Nyoni and Mudariki’s tickets had the same details. Another ticket was bought for Mudariki on May 24 2003. Altogether P92 924,40 was paid for the air tickets, including those of Zisco directors who would choose to meet in Gaborone even if they were all from Zimbabwe.

Zisco directors were being paid up to P90 000 per head annually as sitting fees.

Sources said the three-member NECI team which went to Botswana was told that Mudenge and Munyoro were also hosted there. The team got its information from Chininga, business manager Shelton Chivhere and accountants William Oddoye and Benson Mburu. Details on payments were not obtained.

Sources say NECI was told there were several other ministers and MPs involved in the Zisco scandal, which government is trying to suppress despite its anti-corruption posture.

Zisco was heavily prejudiced through the sale of steel billets as scrap metal and manipulation of supply contracts. The plunder was said to have been rampant in all Zisco entities in Redcliff, South Africa, Botswana, Namibia and Zambia.

NECI has since recommended the prosecution of senior Zisco managers, including Masanga and marketing executive Rodwell Makuni, who were central to the issues. Government is said to be in possession of a lengthy Zisco document reacting to the scandal which authorities want to give prominence to.

Sources said there were many questionable payments that Zisco made to South African companies, including Ramotswa’s controversial R1,6 million payment to Macsteel in 2004 for “technical services”. Zisco also paid Chartwell Capital Group more than R470 000 to restructure its balance sheet and debt profile.

Exchange control regulations were said to have been breached on occasion.

Between September 2001 and June last year Ramotswa paid the Minerals Marketing Corporation of Zimbabwe (MMCZ) US$5 million. It also paid R6,4 million. Its total purchases from MMCZ between January 10 2003 and September 30 2005 were US$7,3 million, as well as R45,6 million.

“The problem with these payments is that necessary reconciliations of Zisco/MMCZ accounts were not being done for the company to tie specific invoices to the payments done for exports from Zimbabwe,” a source said.

“As a result as at June 31 2005 R39 218 444,43 and US$2 269 483,71 were still outstanding in terms of un-acquitted DC1 forms. Chivhere told NECI that efforts were being made to pay but Zisco owed a lot of money to its subsidiaries who want a debt offset arrangement.”

There were a lot of other questionable payments made covering airfares, hotel bookings, purchases of goods, forex, PR and donations, allowances, fees for directors, management expenses and entertainment.

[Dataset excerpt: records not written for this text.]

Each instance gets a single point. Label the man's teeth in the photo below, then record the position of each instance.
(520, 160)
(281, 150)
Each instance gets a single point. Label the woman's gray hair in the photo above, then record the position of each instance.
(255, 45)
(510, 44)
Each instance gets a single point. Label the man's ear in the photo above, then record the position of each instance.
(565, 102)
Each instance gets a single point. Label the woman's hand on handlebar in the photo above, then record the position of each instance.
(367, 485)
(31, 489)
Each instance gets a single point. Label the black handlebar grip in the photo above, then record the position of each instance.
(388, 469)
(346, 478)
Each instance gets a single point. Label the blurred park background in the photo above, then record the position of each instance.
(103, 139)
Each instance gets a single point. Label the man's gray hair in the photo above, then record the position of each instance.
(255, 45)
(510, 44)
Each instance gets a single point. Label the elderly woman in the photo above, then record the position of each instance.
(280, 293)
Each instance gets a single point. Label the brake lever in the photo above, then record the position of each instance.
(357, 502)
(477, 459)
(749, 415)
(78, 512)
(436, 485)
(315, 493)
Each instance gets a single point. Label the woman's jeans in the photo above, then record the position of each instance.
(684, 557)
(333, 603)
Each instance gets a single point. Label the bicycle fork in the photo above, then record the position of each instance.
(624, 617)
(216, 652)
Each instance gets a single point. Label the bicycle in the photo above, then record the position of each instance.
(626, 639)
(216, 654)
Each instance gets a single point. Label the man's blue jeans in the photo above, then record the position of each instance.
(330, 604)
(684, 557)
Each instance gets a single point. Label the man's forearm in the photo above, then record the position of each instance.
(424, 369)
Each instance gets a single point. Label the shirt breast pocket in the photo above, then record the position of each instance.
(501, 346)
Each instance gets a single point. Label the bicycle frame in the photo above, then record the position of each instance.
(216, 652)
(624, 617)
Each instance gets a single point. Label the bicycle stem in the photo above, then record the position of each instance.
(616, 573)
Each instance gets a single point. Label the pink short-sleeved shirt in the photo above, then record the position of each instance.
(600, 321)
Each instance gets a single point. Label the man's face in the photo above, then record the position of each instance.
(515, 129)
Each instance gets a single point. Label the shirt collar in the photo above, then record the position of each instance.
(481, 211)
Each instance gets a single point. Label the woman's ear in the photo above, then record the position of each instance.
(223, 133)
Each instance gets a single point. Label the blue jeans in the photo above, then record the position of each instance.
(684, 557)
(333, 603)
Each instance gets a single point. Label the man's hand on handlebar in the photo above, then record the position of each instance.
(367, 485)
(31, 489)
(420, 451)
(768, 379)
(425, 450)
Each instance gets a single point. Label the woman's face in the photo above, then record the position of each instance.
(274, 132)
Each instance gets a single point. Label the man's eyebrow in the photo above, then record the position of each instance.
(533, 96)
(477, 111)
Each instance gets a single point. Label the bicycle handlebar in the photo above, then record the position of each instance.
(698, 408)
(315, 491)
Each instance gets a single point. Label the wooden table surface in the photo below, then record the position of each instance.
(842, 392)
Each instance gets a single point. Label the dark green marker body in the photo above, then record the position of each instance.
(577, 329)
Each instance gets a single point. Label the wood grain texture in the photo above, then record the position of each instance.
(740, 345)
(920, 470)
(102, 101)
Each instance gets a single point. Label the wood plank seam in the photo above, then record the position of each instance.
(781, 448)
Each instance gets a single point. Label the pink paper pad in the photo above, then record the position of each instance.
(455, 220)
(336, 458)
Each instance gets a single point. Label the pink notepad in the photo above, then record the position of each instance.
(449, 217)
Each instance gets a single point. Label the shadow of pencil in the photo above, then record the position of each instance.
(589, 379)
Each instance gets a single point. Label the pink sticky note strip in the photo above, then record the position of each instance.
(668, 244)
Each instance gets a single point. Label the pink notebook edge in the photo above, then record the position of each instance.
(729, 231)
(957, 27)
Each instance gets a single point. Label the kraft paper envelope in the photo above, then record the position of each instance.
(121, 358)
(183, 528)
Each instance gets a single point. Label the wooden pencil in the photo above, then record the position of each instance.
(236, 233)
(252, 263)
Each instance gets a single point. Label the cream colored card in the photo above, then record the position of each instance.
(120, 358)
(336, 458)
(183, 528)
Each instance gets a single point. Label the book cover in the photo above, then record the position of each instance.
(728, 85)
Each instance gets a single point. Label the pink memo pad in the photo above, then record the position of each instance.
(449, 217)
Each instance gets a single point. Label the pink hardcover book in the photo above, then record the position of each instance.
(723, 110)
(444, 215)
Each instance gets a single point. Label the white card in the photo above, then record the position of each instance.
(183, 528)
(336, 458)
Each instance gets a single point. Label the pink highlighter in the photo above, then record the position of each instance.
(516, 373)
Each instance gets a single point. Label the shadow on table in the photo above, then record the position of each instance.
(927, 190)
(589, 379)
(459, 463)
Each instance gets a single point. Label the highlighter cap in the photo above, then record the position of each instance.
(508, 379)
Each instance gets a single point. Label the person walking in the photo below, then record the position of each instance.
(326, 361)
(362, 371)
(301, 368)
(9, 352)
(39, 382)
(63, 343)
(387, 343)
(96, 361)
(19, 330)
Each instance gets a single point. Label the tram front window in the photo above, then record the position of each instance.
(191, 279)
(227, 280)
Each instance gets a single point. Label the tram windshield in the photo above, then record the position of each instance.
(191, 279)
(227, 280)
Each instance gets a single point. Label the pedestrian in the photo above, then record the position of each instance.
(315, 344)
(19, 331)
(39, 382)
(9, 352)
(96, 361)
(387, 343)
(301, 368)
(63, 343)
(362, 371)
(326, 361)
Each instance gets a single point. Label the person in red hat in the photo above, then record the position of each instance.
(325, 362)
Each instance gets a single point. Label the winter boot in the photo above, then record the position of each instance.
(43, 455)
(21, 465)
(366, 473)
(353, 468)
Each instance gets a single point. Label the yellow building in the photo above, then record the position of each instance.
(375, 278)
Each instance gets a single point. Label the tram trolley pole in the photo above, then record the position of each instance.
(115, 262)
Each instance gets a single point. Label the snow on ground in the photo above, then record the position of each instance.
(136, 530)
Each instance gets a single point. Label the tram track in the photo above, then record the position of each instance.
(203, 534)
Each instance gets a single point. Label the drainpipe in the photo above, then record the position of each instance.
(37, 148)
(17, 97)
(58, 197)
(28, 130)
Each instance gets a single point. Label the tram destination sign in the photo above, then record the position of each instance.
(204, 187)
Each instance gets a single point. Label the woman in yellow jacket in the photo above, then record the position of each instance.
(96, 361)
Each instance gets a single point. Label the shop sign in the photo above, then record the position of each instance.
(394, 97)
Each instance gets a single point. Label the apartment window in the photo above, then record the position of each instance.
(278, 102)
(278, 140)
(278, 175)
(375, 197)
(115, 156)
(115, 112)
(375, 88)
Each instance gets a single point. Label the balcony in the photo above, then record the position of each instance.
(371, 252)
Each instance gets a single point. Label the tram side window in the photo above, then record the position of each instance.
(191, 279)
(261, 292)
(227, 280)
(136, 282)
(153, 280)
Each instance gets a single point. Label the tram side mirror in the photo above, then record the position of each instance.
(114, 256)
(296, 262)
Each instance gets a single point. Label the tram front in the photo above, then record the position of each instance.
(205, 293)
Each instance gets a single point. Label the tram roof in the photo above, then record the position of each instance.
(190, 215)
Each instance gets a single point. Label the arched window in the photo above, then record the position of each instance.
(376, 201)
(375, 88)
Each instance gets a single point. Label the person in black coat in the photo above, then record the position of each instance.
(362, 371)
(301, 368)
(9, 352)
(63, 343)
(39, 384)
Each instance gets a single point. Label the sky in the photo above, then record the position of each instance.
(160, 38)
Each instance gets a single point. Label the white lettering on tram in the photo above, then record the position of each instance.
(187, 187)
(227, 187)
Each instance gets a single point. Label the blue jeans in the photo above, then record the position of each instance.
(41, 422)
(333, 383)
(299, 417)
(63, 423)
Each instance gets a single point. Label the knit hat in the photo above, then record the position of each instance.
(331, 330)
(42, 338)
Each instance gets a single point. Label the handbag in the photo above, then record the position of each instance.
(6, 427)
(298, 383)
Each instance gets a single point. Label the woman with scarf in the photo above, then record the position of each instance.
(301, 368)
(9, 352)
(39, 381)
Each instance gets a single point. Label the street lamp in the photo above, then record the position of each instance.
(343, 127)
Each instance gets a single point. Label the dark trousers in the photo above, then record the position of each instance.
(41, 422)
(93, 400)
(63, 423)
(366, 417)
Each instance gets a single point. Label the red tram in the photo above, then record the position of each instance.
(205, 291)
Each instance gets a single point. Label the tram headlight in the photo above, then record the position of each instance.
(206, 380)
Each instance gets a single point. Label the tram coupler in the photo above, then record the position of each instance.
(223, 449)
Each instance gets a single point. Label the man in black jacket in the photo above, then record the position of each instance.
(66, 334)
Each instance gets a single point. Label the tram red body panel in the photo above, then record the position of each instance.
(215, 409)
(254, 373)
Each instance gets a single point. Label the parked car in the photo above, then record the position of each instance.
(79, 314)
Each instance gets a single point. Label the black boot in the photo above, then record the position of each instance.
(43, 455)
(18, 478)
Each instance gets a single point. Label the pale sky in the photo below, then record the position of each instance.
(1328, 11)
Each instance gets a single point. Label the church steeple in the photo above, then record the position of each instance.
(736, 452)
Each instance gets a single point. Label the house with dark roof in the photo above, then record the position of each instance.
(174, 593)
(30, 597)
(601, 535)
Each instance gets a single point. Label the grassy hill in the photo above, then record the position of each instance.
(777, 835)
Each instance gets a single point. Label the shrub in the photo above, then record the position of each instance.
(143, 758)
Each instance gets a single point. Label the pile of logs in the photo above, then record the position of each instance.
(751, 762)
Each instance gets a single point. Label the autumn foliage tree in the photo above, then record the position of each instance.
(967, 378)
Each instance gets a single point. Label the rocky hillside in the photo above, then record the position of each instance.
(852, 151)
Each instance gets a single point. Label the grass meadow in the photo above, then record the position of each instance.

Ramotswa bought forex from company officials despite having US dollars and South African rand foreign bank accounts. In 2003, for example, it bought R43 992, US$10 548 and P87 575,13 from Chininga, business manager Shelton Chivhere, Zisco company secretary Teddy Mapenzauswa and board member George Chikumbirike. Chininga and Chivhere were singled out by NECI as having been involved in a “lot of financial abuse”.

Last year Ramotswa again bought R24 866, US$3 595, P43 274,45 from company officials in violation of exchange control regulations. Suspicious donations gobbled P60 000, while P20 000 was spent on goods for Chivhere and others.

Entertainment allowances took about P50 000 but NECI established some were fake. For instance, it found out that on May 8 2003 P300 was paid to “NECI officials” when in fact no one from the team was in Botswana at the time.

“The question that quickly comes to mind is how many such payments were made to faceless people in the name of entertainment,” a source said. “The evidence of massive corruption at Zisco is overwhelming and senior government officials were involved. Trying to cover this up won’t work.”